Он прислонился к стене. Сейчас его заботила только возможность – даже более того, уверенность, – что Догсон уже где-то здесь поблизости. Он с раздражением огляделся, но нигде не видно было ни самого фанатика, ни его мотоцикла.

Саймонс прервал его размышления каким-то вопросом о сегодняшнем рейсе. Чарлз ответил нехотя, и Саймонс снова замолчал. Теперь он редко заговаривал с Чарлзом. Он был слишком наблюдателен, чтобы, несмотря на все предосторожности Чарлза, не понять, что тот не воспользовался его советом держаться подальше от Бандера. Когда глаза их случайно встречались, Чарлз замечал у того выражение укора; как ни старался Саймонс скрыть упрек – по-видимому, он решил не ввязываться в это дело, – его честность, столкнувшись с двойной игрой, давала вспышку осуждения. Чарлз до встречи в Дубовой гостиной тяжело переживал бы неодобрение такого человека, но теперь оно было ему безразлично, даже когда он его замечал.

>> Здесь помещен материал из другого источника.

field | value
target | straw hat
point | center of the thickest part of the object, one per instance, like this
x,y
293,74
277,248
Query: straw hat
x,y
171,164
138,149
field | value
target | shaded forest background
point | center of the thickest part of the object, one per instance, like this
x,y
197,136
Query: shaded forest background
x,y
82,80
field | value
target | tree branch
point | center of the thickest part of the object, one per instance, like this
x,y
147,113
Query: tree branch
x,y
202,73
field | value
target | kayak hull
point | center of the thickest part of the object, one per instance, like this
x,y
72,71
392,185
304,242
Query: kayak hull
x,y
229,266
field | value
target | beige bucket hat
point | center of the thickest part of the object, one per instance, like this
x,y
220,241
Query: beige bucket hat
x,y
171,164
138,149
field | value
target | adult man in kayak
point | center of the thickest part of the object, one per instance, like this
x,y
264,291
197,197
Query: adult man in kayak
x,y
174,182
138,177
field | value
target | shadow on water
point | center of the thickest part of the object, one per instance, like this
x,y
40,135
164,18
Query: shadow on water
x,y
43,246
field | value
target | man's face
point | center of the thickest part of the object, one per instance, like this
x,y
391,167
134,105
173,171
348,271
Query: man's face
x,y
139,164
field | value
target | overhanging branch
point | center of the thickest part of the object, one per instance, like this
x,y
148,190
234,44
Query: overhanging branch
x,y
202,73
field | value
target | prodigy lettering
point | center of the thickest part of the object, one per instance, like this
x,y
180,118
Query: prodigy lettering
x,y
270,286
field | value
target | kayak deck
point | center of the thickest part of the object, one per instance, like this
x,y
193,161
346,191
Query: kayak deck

– А ну, уходите-ка отсюда, – произнес чей-то голо громко, но не сердито.

Все в изумлении оглянулись.

– Я имею право и могу доказать это… М о р а л ь н о е право… Народ должен у з н а т ь! – закричал в ответ другой визгливый голос.

Чарлз весь сжался от приступа тоски и отвращения. Из-за шеренги блестящих черных машин появился полисмен, ведя под руку Догсона. Вся сцена имела столь фарсовый характер, что большинство шоферов, да и все присутствующие заулыбались, а то и захохотали. Полисмен, задобренный такой внезапной разрядкой, соблаговолил объяснить, проходя мимо: «Застукал его, когда он лез в одну из ваших машин. Хотел, видите ли, проникнуть в доки, схоронившись на дне».

Вдруг Догсон заметил Чарлза.

– Послушай, Ламли, – крикнул он, выглядывая из-за спины уводившего его полисмена, – замолви за меня словечко. Видишь, какое недоразумение.

– Так вы знаете этого человека? – спросил полисмен, останавливаясь. – Если так, попрошу вас, как только освободитесь, зайти в контору инспектора и удостоверить его личность.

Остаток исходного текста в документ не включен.